Opérations nocturnes

Las de devoir intégrer au sein de ses troupes des soldats rebelles connus pour leurs exactions sur le terrain et leurs liens avec Kigali, le gouvernement congolais avait tardé, durant dix ans, à tendre la main au M23 dirigé par un autre chef de guerre, Sultani Makenga. Dès le début des hostilités, le porte-parole de Kinshasa avait immédiatement dénoncé l’implication du Rwanda dans cette nouvelle rébellion.

Sur le terrain, tant les observateurs de la société civile que des journalistes locaux considèrent ce soutien rwandais comme une évidence : les affrontements ont lieu dans une zone d’altitude, dans un triangle d’accès difficile touchant les frontières du Rwanda et de l’Ouganda, et l’armée rwandaise, bien équipée en matériel de vision nocturne, mènerait des opérations de nuit, laissant opérer ses alliés une fois le jour levé.

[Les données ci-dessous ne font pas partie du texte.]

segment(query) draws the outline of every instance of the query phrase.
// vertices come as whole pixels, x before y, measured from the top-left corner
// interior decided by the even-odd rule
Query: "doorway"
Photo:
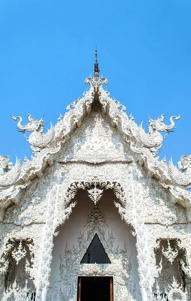
[[[78,301],[113,301],[113,277],[79,277]]]

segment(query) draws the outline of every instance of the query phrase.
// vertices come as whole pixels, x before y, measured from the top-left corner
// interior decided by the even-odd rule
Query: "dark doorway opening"
[[[113,277],[79,277],[78,301],[113,301]]]

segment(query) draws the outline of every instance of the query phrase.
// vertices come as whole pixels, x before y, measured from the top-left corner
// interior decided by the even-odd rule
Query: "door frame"
[[[84,277],[95,277],[95,276],[84,276]],[[99,276],[98,276],[99,277]],[[108,277],[110,278],[110,301],[113,301],[113,276],[100,276],[100,277]],[[82,289],[82,276],[78,277],[78,291],[77,291],[77,301],[81,301],[81,292]]]

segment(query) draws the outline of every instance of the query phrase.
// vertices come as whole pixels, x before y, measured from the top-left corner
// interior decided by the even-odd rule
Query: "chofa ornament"
[[[191,155],[183,155],[177,164],[178,169],[173,164],[171,158],[168,165],[168,174],[170,180],[181,188],[191,188]]]
[[[40,119],[36,119],[34,117],[28,113],[28,119],[29,123],[26,125],[22,125],[21,122],[22,118],[20,116],[14,117],[11,115],[14,120],[19,119],[17,128],[19,131],[25,133],[27,131],[32,132],[27,137],[27,140],[31,144],[31,147],[34,154],[39,152],[41,148],[49,147],[55,139],[55,129],[53,127],[51,122],[51,127],[48,130],[46,134],[43,133],[45,124],[43,124],[44,116]]]
[[[142,128],[143,121],[138,128],[136,137],[138,141],[143,146],[149,148],[154,154],[156,154],[161,147],[162,141],[165,138],[167,134],[173,131],[171,130],[174,128],[175,126],[173,119],[177,120],[181,116],[172,116],[170,118],[171,124],[166,125],[163,122],[164,115],[165,113],[162,114],[160,117],[158,117],[155,120],[149,117],[149,125],[147,126],[148,133],[146,133]],[[166,132],[166,134],[163,137],[160,132]]]
[[[21,161],[16,157],[16,163],[14,166],[9,163],[8,156],[0,155],[0,189],[7,188],[14,185],[19,180],[21,173]]]

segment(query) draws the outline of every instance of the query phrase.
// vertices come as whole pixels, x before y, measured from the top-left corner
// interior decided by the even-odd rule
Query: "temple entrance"
[[[113,277],[79,277],[78,301],[113,301]]]

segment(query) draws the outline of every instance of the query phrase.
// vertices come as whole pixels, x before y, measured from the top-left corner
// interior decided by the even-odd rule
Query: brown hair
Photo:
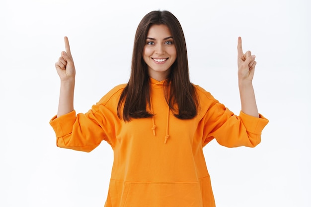
[[[130,121],[131,118],[153,115],[146,109],[147,104],[150,106],[150,78],[143,54],[149,28],[154,24],[164,24],[168,27],[177,51],[176,59],[171,66],[164,84],[166,102],[176,117],[181,119],[192,118],[197,114],[198,102],[190,81],[185,37],[178,19],[167,11],[151,11],[143,18],[138,25],[134,40],[131,75],[119,101],[118,116],[121,118],[119,111],[122,104],[122,117],[126,121]]]

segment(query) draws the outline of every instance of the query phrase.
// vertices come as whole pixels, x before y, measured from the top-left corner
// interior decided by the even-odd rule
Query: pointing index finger
[[[65,49],[66,51],[66,53],[69,56],[71,56],[71,52],[70,52],[70,46],[69,46],[68,38],[67,37],[65,37],[64,39],[65,40]]]
[[[242,49],[242,38],[239,37],[237,38],[237,55],[239,57],[243,55],[243,50]]]

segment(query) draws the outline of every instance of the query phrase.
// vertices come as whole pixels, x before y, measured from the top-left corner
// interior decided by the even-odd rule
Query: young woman
[[[102,140],[114,159],[105,207],[215,207],[203,148],[255,147],[268,120],[258,113],[252,80],[255,56],[238,39],[241,110],[234,115],[190,82],[181,26],[167,11],[147,14],[135,38],[129,82],[85,114],[76,115],[75,69],[68,39],[55,66],[58,111],[50,124],[57,146],[90,152]]]

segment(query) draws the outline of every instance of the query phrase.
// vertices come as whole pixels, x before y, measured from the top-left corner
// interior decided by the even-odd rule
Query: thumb
[[[249,56],[248,56],[244,61],[244,64],[246,65],[248,65],[249,67],[252,65],[254,62],[255,61],[255,58],[256,56],[254,54],[252,54]]]

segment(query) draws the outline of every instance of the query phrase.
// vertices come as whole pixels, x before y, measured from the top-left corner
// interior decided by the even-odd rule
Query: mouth
[[[167,59],[168,59],[168,58],[156,58],[152,57],[152,59],[157,63],[162,63],[165,62],[166,60],[167,60]]]

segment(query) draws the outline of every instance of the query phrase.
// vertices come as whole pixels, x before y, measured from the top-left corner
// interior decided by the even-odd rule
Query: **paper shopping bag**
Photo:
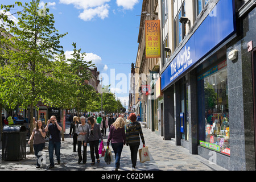
[[[139,161],[140,161],[141,162],[141,162],[141,151],[142,151],[142,148],[141,148],[141,149],[139,150]]]
[[[146,161],[150,161],[150,157],[149,156],[149,151],[148,147],[144,147],[141,150],[141,162],[142,163]]]

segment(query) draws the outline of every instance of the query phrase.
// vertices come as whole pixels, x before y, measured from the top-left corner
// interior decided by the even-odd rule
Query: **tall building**
[[[255,170],[255,1],[158,3],[164,138],[228,169]]]
[[[255,7],[250,0],[143,2],[142,19],[147,11],[144,18],[161,22],[159,75],[147,80],[155,93],[146,102],[148,127],[229,170],[255,170]]]

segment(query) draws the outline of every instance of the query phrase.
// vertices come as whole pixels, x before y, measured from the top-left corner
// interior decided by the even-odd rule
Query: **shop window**
[[[201,89],[199,92],[200,144],[230,155],[226,61],[200,75],[197,80]]]

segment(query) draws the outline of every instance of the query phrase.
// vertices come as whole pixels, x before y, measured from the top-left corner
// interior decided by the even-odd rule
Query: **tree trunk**
[[[3,107],[2,106],[2,104],[0,104],[0,110],[1,111],[1,113],[2,113],[2,109],[3,109]],[[2,138],[3,138],[3,121],[2,121],[2,114],[1,114],[1,117],[0,118],[0,130],[1,130],[1,141],[2,141]]]
[[[30,105],[30,137],[32,135],[32,133],[34,130],[34,123],[33,123],[33,117],[34,117],[34,106],[33,104]],[[30,141],[30,154],[34,154],[34,148],[33,148],[33,139]]]

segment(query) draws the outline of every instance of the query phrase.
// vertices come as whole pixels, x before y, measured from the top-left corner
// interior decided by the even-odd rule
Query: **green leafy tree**
[[[9,17],[13,14],[10,13],[10,11],[12,10],[15,6],[21,6],[21,3],[20,2],[16,2],[14,5],[1,5],[1,9],[3,10],[3,11],[0,13],[0,111],[2,111],[3,108],[9,108],[9,107],[14,107],[15,106],[15,104],[14,102],[6,102],[6,100],[8,100],[8,98],[10,97],[10,96],[8,94],[6,94],[5,91],[5,85],[6,82],[11,82],[10,79],[5,78],[3,74],[2,73],[2,71],[3,68],[6,64],[6,60],[2,56],[3,54],[3,49],[9,49],[10,48],[8,47],[8,45],[5,43],[5,42],[3,41],[6,36],[10,36],[9,32],[7,30],[6,30],[5,28],[6,24],[11,24],[14,25],[14,22],[10,19]],[[15,13],[14,14],[20,14],[20,12],[18,11]],[[11,97],[11,98],[12,97]],[[2,117],[0,118],[0,130],[2,131],[3,121],[2,121]],[[1,132],[1,140],[2,133]]]
[[[82,109],[86,110],[87,101],[90,97],[96,97],[96,90],[93,87],[88,85],[86,81],[92,77],[90,67],[94,67],[92,61],[84,61],[86,56],[85,52],[81,52],[81,49],[77,49],[76,43],[73,43],[73,53],[71,55],[72,58],[67,59],[69,63],[69,72],[75,76],[72,85],[73,86],[73,100],[72,101],[73,108],[76,108],[79,113]]]
[[[1,48],[0,51],[3,53],[3,59],[7,60],[1,72],[3,78],[11,78],[5,82],[5,88],[9,90],[6,92],[10,93],[6,102],[11,102],[11,100],[15,104],[19,103],[24,109],[30,106],[31,128],[32,109],[39,101],[46,104],[53,104],[48,99],[49,90],[56,97],[59,96],[55,85],[51,85],[56,80],[61,81],[55,76],[59,73],[55,72],[53,58],[62,50],[60,39],[66,35],[59,34],[54,27],[53,15],[49,13],[49,9],[46,9],[43,15],[39,13],[39,0],[32,0],[30,4],[19,4],[23,10],[19,14],[18,24],[6,22],[13,36],[1,40],[11,48]],[[11,93],[19,94],[15,94],[12,97]],[[31,146],[30,152],[32,151]]]

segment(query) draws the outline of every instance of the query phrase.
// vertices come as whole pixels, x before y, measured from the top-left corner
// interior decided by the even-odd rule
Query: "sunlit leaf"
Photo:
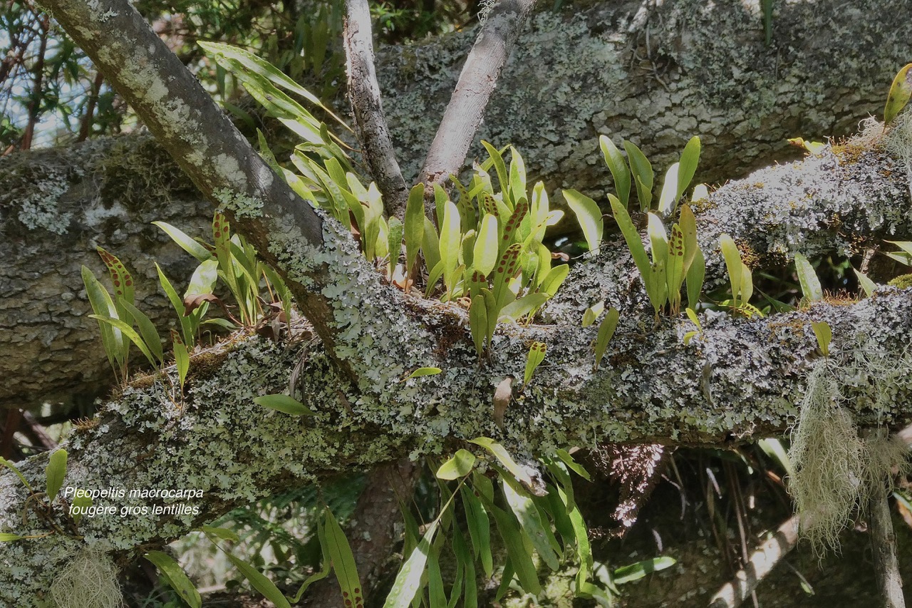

A première vue, cette reprise des combats peut surprendre, non seulement parce que le Nord-Kivu est toujours en état de siège, mais aussi parce que, depuis son accession au pouvoir, le président Tshisekedi s’était montré désireux de se démarquer de son prédécesseur Kabila et d’établir une paix durable dans la région. Il avait donc tendu la main à son voisin Kagame et multiplié les gestes de bonne volonté : la compagnie Rwandair opère aujourd’hui sur tout le territoire congolais supplantant peu à peu ses rivales congolaises, l’or du Kivu est acheminé vers une raffinerie construite au Rwanda par le Belge Alain Goetz. En outre, les services de sécurité rwandais ont obtenu en territoire congolais une liberté de mouvements inédite afin de contrer les menées des Forces démocratiques pour la libération du Rwanda, en lutte contre Kagame depuis l’exode des forces génocidaires en 1994.

«Un risque majeur»

Cependant, lorsque le président Tshisekedi accepta que l’armée ougandaise prête main-forte aux forces armées congolaises (FARDC) dans la guerre menée en Ituri contre les groupes djihadistes ADF (Allied democratic forces) qui opèrent aussi en Ouganda, le Rwanda prit ombrage de cette «mutualisation» des forces dont il avait été écarté. Des observateurs comme Pierre Boisselet, rédacteur du Baromètre sécuritaire du Kivu, considèrent comme un «risque majeur» la possibilité d’une escalade régionale. Vingt ans après la «guerre des diamants» qui avait opposé à Kisangani les troupes du Rwanda et de l’Ouganda, faisant de nombreuses victimes congolaises, le même scénario pourrait se reproduire, avec une fois encore des prétextes sécuritaires (la maîtrise des groupes rebelles) et des enjeux économiques bien réels.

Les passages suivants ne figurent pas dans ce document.